Walking has helped to shed some of the grief, but as I have learned (unfortunately), it is something that comes and goes on its own capricious schedule. Rest in peace, Barb.

Sunday Monday

Sharon and gang went out to Elk Island on Sunday morning, and because I had stuff to do, I didn’t go with them and instead, walked in Whitemud Ravine sans dog around noon. I love walking with dogs, but it’s tough to take photos, especially with Stella who doesn’t really stand still. She’s got a lot of puppy curiosity, even though she’s six.

It was a pretty great walk, although hot. I walked through to the other end of the powerline, around the houses, and then into Whitemud Ravine, exiting at the Aspen Gardens trail head. About an hour plus.

Whitemud frog(less) bog

This morning, Sharon, Stella and I drove to Westbrook, and then walked in the ravine for an hour. Stella had a dip in the creek.

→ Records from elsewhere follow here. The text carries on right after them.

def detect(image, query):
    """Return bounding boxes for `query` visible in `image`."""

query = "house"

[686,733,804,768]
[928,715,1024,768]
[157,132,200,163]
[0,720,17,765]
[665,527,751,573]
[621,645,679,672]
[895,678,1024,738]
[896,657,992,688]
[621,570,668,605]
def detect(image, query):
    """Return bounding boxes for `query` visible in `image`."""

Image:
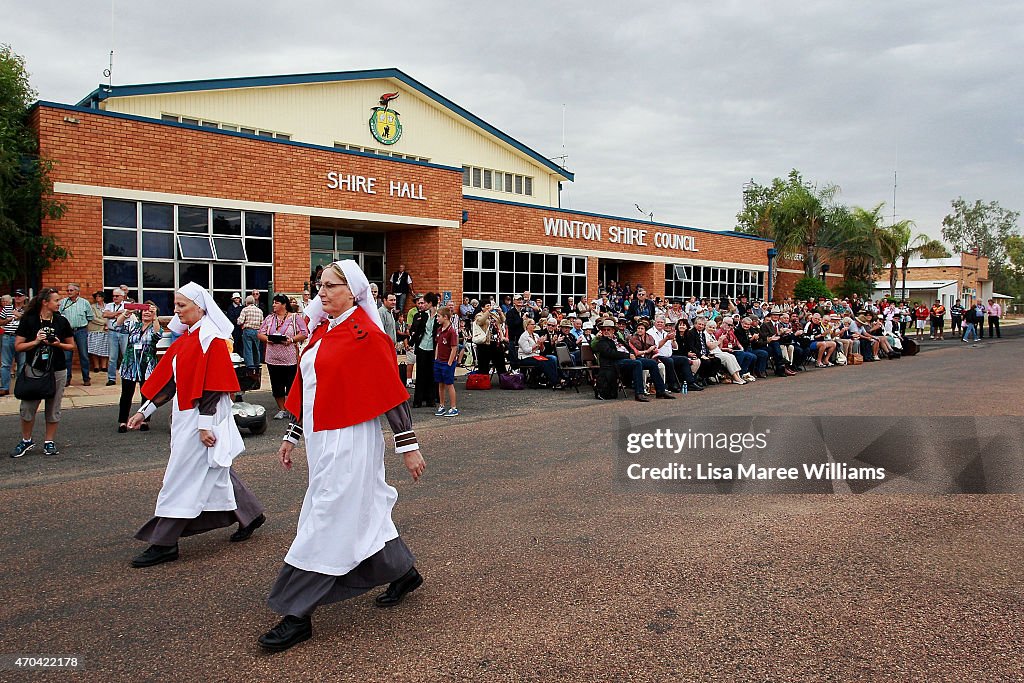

I should probably mention that I’ve been back at Sharon’s for a week while repairs to the ceiling and walls in my kitchen and master bathroom are completed. I’m calling it the #Sexwater2018 incident. The jacuzzi tub in the condo above me overflowed (it may have had two people in it at the time) and I had water pouring from my ceilings in the bathroom and kitchen. And so, several weeks later, I’m out while they do the repairs. I should be back tomorrow. I miss my place, especially as I have only been there for a little more than two months, but it’s been nice to spend some time walking with Stella again. She was away with Sharon in Scottsdale for all of February, and one of the last times I walked with her before I moved out, we both wiped out on the ice. There is no ice now, just green, pink and purple. And brown creek water.